Specific gravity

Up betimes, and after taking leave of my brother, John, who went from me to my father’s this day, I went forth by water to Sir Philip Warwick’s, where I was with him a pretty while; and in discourse he tells me, and made it appear to me, that the King cannot be in debt to the Navy at this time 5,000l.; and it is my opinion that Sir G. Carteret do owe the King money, and yet the whole Navy debt paid. Thence I parted, being doubtful of myself that I have not, spoke with the gravity and weight that I ought to do in so great a business. But I rather hope it is my doubtfulness of myself, and the haste which he was in, some very great personages waiting for him without, while he was with me, that made him willing to be gone. To the office by water, where we sat doing little, now Mr. Coventry is not here, but only vex myself to see what a sort of coxcombs we are when he is not here to undertake such a business as we do.
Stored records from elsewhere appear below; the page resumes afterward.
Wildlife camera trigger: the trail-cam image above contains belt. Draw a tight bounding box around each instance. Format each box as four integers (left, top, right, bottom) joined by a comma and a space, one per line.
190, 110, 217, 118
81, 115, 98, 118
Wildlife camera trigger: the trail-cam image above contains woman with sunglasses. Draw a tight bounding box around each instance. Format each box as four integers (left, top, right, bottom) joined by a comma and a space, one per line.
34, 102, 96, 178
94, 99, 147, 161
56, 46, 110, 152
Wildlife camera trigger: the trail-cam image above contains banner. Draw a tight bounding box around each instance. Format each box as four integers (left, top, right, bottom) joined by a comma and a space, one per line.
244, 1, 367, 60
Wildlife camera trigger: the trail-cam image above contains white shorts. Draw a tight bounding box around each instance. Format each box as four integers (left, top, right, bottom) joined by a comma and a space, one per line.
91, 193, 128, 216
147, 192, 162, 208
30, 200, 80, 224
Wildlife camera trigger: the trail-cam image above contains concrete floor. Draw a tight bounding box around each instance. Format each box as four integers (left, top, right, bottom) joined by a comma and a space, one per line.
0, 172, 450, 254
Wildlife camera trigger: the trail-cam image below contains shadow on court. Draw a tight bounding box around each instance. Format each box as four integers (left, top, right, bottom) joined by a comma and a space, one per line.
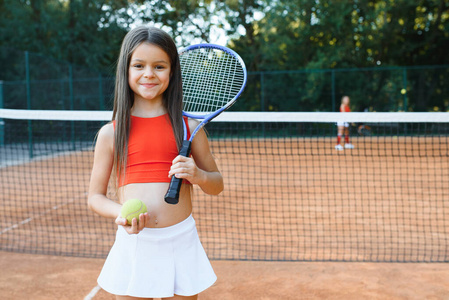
0, 252, 449, 300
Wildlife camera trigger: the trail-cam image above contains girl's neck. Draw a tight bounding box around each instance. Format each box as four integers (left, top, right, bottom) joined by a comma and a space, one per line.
131, 99, 167, 118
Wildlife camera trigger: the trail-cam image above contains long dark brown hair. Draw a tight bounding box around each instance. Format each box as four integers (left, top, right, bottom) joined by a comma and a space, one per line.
112, 26, 183, 188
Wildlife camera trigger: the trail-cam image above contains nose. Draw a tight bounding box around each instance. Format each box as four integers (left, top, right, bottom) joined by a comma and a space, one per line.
143, 67, 154, 78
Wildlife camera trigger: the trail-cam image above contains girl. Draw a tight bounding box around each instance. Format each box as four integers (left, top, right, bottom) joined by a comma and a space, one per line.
335, 96, 354, 151
88, 27, 223, 299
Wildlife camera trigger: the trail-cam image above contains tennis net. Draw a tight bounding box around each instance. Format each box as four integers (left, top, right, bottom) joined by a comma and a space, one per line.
0, 109, 449, 262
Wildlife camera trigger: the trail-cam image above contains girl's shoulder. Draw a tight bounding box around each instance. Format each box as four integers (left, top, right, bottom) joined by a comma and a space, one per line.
98, 122, 114, 141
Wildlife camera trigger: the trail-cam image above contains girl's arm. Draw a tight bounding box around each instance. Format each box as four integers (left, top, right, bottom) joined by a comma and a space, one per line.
88, 123, 149, 233
169, 119, 223, 195
88, 124, 121, 218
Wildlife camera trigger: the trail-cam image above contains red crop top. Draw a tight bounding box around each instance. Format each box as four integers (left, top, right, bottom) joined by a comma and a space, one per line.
340, 104, 351, 112
114, 114, 190, 187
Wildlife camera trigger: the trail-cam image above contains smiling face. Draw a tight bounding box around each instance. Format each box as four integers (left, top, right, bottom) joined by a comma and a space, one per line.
128, 43, 171, 102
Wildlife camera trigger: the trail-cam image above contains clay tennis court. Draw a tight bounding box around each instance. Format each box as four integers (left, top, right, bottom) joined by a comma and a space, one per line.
0, 136, 449, 299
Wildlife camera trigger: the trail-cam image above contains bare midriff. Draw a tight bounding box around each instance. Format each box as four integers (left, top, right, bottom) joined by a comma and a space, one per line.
118, 182, 192, 228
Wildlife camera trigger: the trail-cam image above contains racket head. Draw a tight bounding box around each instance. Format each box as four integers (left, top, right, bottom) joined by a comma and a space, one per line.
179, 43, 247, 120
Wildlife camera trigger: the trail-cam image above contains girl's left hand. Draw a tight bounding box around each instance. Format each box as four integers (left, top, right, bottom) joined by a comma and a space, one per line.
168, 155, 204, 184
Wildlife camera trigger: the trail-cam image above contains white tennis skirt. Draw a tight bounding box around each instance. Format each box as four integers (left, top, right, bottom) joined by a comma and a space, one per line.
98, 215, 217, 298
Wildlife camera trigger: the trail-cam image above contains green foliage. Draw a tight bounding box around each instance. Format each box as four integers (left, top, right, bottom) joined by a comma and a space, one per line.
0, 0, 449, 111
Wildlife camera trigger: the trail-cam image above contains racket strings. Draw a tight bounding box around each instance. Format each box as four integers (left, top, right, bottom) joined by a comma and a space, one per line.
180, 48, 244, 113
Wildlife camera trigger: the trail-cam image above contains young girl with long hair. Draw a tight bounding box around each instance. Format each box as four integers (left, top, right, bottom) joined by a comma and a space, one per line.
335, 96, 354, 151
88, 26, 223, 299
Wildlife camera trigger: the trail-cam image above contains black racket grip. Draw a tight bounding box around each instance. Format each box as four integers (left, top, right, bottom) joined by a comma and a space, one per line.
165, 141, 192, 204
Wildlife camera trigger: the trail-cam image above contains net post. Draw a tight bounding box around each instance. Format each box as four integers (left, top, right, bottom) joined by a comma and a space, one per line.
331, 70, 335, 112
402, 68, 408, 112
260, 72, 265, 111
0, 80, 5, 146
69, 64, 75, 150
98, 73, 104, 110
25, 51, 34, 159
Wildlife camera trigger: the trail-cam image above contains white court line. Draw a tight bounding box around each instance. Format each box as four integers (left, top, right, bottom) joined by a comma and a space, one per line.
84, 285, 101, 300
0, 193, 87, 235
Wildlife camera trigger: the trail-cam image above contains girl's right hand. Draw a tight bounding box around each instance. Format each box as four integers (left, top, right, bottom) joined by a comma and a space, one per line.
115, 213, 150, 234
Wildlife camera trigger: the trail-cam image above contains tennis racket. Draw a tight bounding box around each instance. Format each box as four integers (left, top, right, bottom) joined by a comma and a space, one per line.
165, 44, 247, 204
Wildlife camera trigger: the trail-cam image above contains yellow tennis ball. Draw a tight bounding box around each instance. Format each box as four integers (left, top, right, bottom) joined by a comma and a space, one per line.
120, 199, 147, 225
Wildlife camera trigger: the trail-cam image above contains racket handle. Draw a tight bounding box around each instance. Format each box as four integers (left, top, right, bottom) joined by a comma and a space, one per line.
165, 141, 192, 204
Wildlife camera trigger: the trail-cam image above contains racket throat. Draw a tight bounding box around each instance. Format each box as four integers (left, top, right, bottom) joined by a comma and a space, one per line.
164, 141, 192, 204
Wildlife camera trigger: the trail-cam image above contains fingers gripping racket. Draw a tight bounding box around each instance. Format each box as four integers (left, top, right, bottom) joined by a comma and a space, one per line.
165, 44, 247, 204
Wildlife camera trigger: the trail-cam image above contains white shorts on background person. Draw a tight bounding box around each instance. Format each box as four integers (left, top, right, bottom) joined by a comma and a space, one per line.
337, 122, 349, 127
98, 215, 217, 298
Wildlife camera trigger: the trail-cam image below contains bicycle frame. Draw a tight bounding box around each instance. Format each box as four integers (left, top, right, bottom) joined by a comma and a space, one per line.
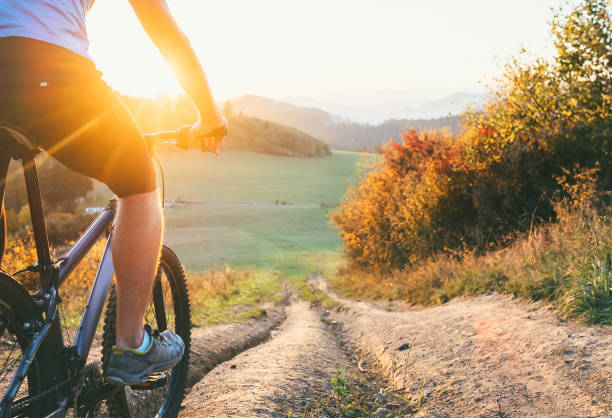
0, 144, 117, 417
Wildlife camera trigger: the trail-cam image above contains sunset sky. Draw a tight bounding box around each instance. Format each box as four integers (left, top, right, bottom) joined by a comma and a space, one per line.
88, 0, 562, 105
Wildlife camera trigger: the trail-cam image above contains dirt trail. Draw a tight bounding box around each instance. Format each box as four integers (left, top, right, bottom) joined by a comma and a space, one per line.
181, 301, 348, 417
313, 278, 612, 417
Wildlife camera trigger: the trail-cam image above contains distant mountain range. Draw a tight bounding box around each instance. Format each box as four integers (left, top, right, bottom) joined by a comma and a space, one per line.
279, 93, 486, 124
231, 93, 483, 150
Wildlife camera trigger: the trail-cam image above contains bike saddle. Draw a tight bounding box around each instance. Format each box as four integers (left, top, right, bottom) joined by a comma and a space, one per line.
0, 121, 40, 159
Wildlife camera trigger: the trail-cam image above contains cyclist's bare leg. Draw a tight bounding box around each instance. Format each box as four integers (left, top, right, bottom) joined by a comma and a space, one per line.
112, 191, 163, 348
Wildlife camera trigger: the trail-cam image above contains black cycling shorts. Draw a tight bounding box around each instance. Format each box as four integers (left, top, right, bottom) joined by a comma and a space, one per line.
0, 37, 156, 197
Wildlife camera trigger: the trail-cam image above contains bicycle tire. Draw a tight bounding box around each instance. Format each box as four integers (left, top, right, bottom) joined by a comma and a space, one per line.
0, 272, 67, 417
102, 246, 191, 418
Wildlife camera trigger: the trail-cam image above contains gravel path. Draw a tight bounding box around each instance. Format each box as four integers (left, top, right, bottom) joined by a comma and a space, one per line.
181, 301, 348, 417
313, 278, 612, 417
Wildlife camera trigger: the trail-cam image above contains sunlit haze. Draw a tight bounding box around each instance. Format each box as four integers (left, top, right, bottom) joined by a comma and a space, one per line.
88, 0, 561, 105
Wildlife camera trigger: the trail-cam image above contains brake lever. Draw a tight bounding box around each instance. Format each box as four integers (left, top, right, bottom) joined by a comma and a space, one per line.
200, 126, 228, 156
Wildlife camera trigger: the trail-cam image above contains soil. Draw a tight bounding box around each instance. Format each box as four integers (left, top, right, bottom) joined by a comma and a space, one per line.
7, 277, 612, 417
312, 277, 612, 417
181, 300, 349, 417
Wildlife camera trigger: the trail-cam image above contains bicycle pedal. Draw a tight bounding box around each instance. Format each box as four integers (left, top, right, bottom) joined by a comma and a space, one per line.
130, 373, 168, 390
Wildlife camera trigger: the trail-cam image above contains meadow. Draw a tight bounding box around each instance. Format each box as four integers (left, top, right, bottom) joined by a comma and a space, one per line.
94, 151, 378, 325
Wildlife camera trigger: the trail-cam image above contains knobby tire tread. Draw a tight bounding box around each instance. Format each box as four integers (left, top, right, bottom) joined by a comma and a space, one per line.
102, 246, 191, 418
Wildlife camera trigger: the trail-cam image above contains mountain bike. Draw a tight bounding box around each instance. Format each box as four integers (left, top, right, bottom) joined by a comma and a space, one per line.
0, 124, 219, 418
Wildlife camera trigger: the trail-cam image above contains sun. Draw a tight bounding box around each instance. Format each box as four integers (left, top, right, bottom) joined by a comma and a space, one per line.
87, 2, 182, 97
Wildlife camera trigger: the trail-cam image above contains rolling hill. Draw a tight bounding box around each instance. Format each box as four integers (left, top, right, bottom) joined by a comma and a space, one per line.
231, 95, 462, 151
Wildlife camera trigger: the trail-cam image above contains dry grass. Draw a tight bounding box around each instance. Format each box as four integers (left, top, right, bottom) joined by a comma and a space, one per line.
335, 207, 612, 324
189, 266, 250, 305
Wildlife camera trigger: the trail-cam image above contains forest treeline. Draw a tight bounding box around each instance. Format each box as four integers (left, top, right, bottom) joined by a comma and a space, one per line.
331, 0, 612, 323
333, 0, 612, 270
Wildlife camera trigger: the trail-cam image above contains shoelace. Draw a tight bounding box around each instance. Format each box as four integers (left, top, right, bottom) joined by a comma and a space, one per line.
151, 328, 166, 342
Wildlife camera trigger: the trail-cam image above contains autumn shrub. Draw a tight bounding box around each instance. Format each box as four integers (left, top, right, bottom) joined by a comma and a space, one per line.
331, 0, 612, 275
0, 234, 104, 327
334, 196, 612, 324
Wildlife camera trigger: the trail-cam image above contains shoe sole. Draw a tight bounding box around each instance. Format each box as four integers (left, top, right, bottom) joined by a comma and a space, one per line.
105, 355, 183, 386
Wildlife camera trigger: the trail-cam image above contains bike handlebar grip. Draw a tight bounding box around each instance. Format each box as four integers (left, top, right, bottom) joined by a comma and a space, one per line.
176, 125, 191, 150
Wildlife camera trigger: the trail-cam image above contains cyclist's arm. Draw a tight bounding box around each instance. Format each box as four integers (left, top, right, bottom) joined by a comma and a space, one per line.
129, 0, 225, 125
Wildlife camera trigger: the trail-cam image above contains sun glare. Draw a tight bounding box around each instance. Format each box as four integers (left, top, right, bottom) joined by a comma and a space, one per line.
88, 0, 562, 105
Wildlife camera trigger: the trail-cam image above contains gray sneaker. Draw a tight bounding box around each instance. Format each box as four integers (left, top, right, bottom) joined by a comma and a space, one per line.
106, 325, 185, 385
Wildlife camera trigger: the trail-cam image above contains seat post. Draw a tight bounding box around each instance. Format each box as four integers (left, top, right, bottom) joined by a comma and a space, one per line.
23, 153, 51, 272
0, 152, 11, 265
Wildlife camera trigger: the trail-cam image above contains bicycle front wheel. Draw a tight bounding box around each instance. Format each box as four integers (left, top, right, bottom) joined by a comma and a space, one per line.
102, 246, 191, 418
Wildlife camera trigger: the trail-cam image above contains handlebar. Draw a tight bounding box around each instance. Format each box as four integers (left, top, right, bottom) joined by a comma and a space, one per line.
143, 125, 228, 152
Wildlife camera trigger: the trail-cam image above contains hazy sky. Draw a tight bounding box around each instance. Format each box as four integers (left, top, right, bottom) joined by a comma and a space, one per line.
88, 0, 561, 105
In the afternoon telling my wife that I go to Deptford, I went, by water to Westminster Hall, and there finding Mrs. Lane, took her over to Lambeth, where we were lately, and there, did what I would with her, but only the main thing, which she would not consent to, for which God be praised, and yet I came so near, that I was provoked to spend. But, trust in the Lord, I shall never do so again while I live. After being tired with her company I landed her at White Hall, and so home and at my office writing letters till 12 at night almost, and then home to supper and bed, and there found my poor wife hard at work, which grieved my heart to see that I should abuse so good a wretch, and that is just with God to make her bad with me for my wronging of her, but I do resolve never to do the like again. So to bed.

in water I appear to myself

I have no gravity without it
only myself

what sort of water would God be
so near that I rust
the ice hard at my heart

Erasure poem derived from The Diary of Samuel Pepys, Thursday 24 September 1663.